The feedback estimate for a hypothetical doubling of carbon dioxide, using the Terra satellite data gives a climate sensitivity of 0.46 C.

Changes in cloud cover cause changes in the amount of sunlight reaching the surface. The graph below shows the measurements of downward shortwave solar radiation at Potsdam, Germany during the period 1937 to 2010. The changes in solar radiation that reaches the surface mimics the changes in surface temperatures. Dr. Spencer suggests, "natural changes in cloud cover have caused the temperature changes, and cloud feedbacks are in reality negative rather than positive." See here.

Germany SW surface radiation

See here for a more detailed discussion of cloud feedbacks.



Aerosols are a suspension of fine particles in the atmosphere and include smoke, oceanic haze, smog, etc. The most significant aerosols from human sources that affect climate are sulphate and black carbon aerosols. Sulphate aerosols are primarily from the burning of fossil fuels and generally cause a cooling effect by reflecting solar radiation. Black carbon aerosols are from burning of biomass, and generally have a warming effect as it absorbs solar radiation.
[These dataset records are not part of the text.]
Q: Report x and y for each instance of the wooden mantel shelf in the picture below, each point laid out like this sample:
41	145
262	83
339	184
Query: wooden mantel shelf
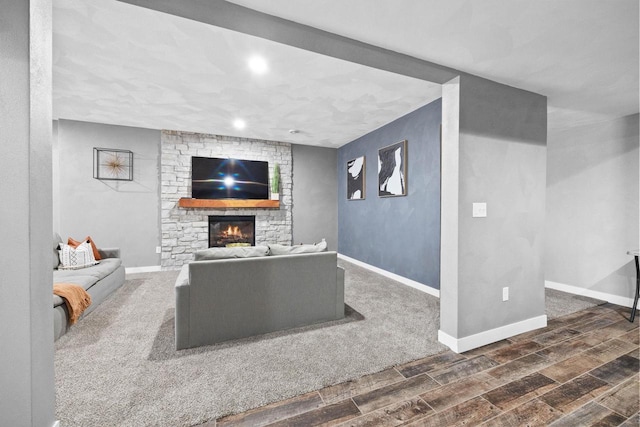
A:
185	202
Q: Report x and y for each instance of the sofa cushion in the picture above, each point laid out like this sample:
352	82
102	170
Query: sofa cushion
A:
76	258
89	275
276	249
235	252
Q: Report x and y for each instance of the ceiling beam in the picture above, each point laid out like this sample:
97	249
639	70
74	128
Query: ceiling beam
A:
234	17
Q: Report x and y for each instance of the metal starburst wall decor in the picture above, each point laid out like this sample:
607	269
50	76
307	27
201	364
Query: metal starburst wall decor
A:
112	164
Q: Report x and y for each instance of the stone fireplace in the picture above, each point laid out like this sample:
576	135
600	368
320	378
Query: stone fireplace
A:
187	230
232	230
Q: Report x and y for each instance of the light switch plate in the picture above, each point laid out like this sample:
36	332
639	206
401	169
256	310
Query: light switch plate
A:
479	210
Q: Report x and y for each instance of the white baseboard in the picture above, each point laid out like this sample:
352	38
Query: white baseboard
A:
614	299
412	283
460	345
149	269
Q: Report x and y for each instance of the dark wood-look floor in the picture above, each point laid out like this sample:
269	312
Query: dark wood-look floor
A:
581	370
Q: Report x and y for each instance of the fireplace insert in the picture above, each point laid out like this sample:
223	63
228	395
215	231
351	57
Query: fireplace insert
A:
226	230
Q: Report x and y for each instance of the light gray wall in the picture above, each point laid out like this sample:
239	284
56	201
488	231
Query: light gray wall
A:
592	206
124	214
501	161
315	187
27	395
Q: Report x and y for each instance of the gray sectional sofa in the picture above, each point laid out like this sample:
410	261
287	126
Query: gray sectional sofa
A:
225	299
99	281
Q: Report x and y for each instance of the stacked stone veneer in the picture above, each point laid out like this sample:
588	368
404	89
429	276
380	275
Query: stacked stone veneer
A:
185	230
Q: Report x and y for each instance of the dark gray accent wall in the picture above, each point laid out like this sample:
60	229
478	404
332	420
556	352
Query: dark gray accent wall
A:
397	234
315	194
124	214
27	387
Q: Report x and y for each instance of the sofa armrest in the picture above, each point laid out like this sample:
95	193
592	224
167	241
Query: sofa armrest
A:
109	252
183	307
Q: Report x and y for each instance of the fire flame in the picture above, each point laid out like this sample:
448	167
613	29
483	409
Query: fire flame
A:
233	231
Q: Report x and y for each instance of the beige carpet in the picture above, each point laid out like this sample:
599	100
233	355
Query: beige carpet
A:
117	366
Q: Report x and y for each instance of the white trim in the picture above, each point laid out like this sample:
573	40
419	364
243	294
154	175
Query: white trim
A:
408	282
460	345
149	269
614	299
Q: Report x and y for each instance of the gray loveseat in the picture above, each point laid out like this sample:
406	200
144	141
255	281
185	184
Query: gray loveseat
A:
99	281
226	299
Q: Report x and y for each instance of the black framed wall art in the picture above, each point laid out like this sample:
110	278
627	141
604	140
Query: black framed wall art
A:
392	170
356	178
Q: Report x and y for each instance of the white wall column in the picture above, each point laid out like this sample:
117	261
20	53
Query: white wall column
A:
27	395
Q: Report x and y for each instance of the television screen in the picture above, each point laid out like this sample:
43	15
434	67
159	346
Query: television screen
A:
213	178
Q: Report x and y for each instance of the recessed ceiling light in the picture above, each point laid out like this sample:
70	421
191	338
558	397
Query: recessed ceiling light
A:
258	65
239	124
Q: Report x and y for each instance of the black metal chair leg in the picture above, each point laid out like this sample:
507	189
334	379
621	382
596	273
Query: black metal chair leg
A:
635	300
Three recent papers discussed below show that change in aerosols account for a much larger portion of recent climate change than assumed in climate computer models, implying that the effect of CO2 is much less than what the climate models show. The sun is likely the main cause of the global warming of the 20th century with aerosol changes providing a significant contribution. When one combines the effects of aerosols with the Sun, ocean cycles and the urban heat island effects, there is no climate change left for CO2 to explain.

A paper published in Journal of Geophysical Research in June, 2009 shows that changes in the amount of aerosols in the atmosphere over the 20th century has had a much larger impact on global temperatures than they are given credit for in the climate computer models. Martin Wild of the Institute for Atmospheric and Climate Science, Zurich, Switzerland, shows that the increase of sulphate aerosols from fossil fuels caused a global solar dimming effect from the 1950s to the 1980s and contributed to global cooling. Air pollution control measures have reduced sulphate aerosols from the 1980s to the 2000s, resulting is solar brightening which significantly contributed to global warming. Air pollution controls allowed more solar radiation to warm the surface. However, on a global basis the effect of aerosols has been stable since 2000 and there has been no global warming this century. Wild says satellite data and Earthshine observations both show a stable planetary albedo after 2000. See here.

A paper published in the journal Science in July, 2009 reports that a careful study of satellite data show the assumed cooling effect of aerosols in the atmosphere to be significantly less than previously estimated. Gunnar Myhre of the Centre for International Climate and Environmental Research, Oslo, Norway, states that previous values for aerosol cooling are too high by as much as 40 percent, implying the IPCC's model sensitivity for CO2 are too high. The main anthropogenic aerosols that cause cooling are sulphate, nitrate, and organic carbon, whereas black carbon absorbs solar radiation. Myhre argues that since preindustrial times, black carbon soot particle concentrations have increased much more than other aerosols. See here.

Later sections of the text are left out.